In particular, the IRS highlighted the requirements of keeping up with recordkeeping of loans and hardship withdrawals, and furthermore, proving that those withdrawals comply with the law.

Plan Loans
According to the IRS, files should include all of the following documents, in paper or electronic format, for each loan:

  • Loan application along with evidence of the review and approval process
  • An executed loan promissory note
  • Documentation verifying if used for purchase/construction of primary home
  • Evidence of loan payments
  • Evidence of collection in the event of a default, and
  • Form 1099-R in the event of a deemed distribution

Most important to remember as it pertains to loans is that if it is for a home purchase, the plan sponsor must obtain documentation prior to the loan being approved. The IRS stated they have found that plan administrators have allowed participants to self-certify, which is not allowed.

Hardship Withdrawals
For hardship withdrawals, the plan sponsor should retain the following records, in paper or electronic format:

  • Documentation of the hardship request, along with the review and approval
  • Financial information and documentation that substantiates the employee’s “immediate and heavy financial need”
  • Proof that the withdrawal was properly made in accordance with applicable plan provisions and the tax code, and
  • Proof the actual distribution and the related 1099-R

The IRS cautioned that it is not sufficient for plan participants to keep their own records of hardship distributions. This also means that while it is okay for a participant to self-certify to show that a distribution was the only way to pay for the hardship, self-certification is not allowed to show the nature of the hardship.

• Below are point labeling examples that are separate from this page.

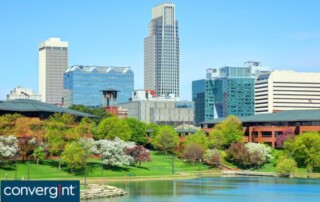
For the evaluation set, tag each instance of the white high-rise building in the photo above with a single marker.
(282, 90)
(53, 62)
(161, 52)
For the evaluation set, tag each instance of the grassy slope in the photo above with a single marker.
(160, 165)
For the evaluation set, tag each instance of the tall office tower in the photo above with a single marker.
(161, 52)
(53, 62)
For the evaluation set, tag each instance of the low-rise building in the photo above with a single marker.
(23, 93)
(83, 85)
(265, 128)
(286, 90)
(159, 110)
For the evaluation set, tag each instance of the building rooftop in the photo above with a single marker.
(283, 116)
(23, 106)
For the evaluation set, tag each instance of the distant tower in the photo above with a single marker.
(109, 102)
(53, 62)
(161, 52)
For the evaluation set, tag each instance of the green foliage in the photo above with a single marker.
(154, 128)
(66, 119)
(212, 157)
(227, 132)
(250, 154)
(138, 131)
(99, 112)
(85, 128)
(58, 131)
(74, 155)
(166, 139)
(193, 151)
(7, 124)
(305, 149)
(112, 127)
(199, 138)
(286, 167)
(39, 154)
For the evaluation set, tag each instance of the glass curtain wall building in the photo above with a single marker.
(161, 52)
(84, 84)
(229, 92)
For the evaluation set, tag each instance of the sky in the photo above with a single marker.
(213, 33)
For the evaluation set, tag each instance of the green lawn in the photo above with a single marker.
(160, 165)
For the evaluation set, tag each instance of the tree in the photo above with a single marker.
(216, 139)
(139, 154)
(8, 123)
(112, 127)
(85, 128)
(305, 149)
(227, 132)
(166, 139)
(154, 128)
(73, 155)
(77, 152)
(39, 154)
(112, 152)
(8, 148)
(26, 146)
(250, 154)
(238, 153)
(286, 167)
(198, 137)
(259, 153)
(193, 152)
(138, 131)
(287, 135)
(212, 157)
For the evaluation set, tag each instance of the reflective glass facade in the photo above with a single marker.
(84, 84)
(231, 93)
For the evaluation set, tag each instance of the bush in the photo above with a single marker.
(285, 167)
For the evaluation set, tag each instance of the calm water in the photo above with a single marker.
(221, 189)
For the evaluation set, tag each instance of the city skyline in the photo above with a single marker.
(282, 35)
(161, 52)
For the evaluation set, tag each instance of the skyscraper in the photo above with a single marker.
(161, 52)
(53, 62)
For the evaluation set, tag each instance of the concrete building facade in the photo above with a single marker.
(53, 62)
(161, 52)
(160, 110)
(23, 93)
(286, 90)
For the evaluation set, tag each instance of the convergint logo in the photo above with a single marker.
(34, 191)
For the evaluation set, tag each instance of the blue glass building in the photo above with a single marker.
(84, 84)
(226, 91)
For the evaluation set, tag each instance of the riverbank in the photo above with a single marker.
(95, 191)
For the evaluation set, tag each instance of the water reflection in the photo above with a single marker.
(221, 189)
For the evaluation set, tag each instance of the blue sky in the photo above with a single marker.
(282, 34)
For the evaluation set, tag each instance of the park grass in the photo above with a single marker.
(161, 165)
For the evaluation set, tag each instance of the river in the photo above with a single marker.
(236, 189)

The IRS also points out that failure to have these records on file for examination is itself a qualification failure that should be corrected using the Employee Plans Compliance Resolution System (EPCRS).

Plan Sponsor Considerations
It is imperative that plan sponsors understand it is their ultimate responsibility to keep all records for loans and hardship withdrawals.

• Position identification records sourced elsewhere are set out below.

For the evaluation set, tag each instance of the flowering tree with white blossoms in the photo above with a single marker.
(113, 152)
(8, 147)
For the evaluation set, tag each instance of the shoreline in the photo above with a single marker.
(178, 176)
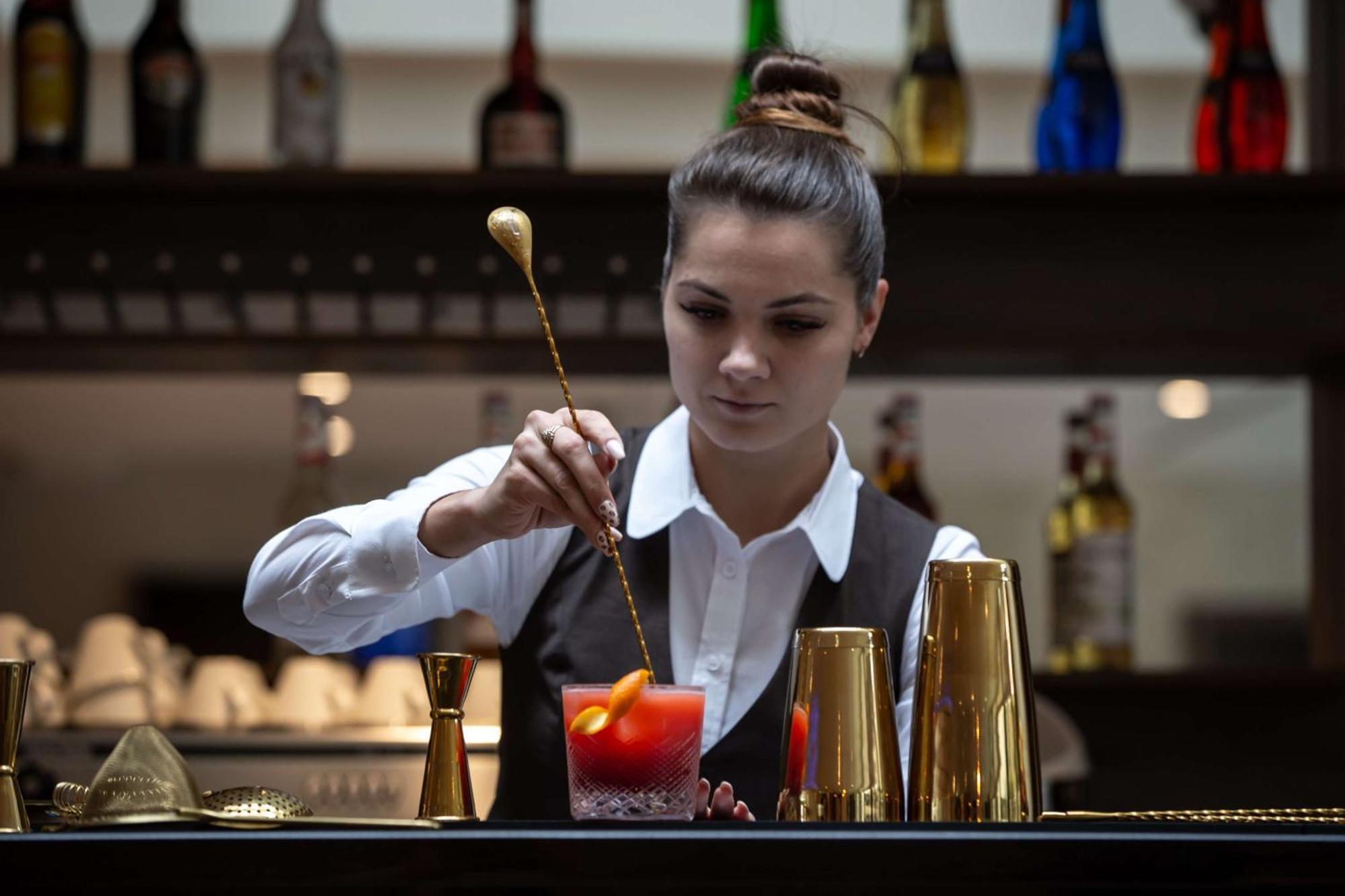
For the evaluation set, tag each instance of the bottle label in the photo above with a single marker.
(167, 79)
(525, 140)
(307, 96)
(48, 83)
(1086, 61)
(1100, 589)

It is also important to remember that self-certification is not allowed for loans for purchase of home or for proving the nature of the hardship. This guidance shows that the IRS will be reviewing these items as it expands its audit program. If plan sponsors find that there is not complete documentation, they must remedy the issue. This could include correcting failures through the EPCRS.

Lastly, plan sponsors may also consider whether the administrative burden and risk of continuing to offer these types of withdrawals is worth the perceived benefit. For many, they may find there are even more benefits to not allowing in-service withdrawals, such as greater retirement savings for their employees.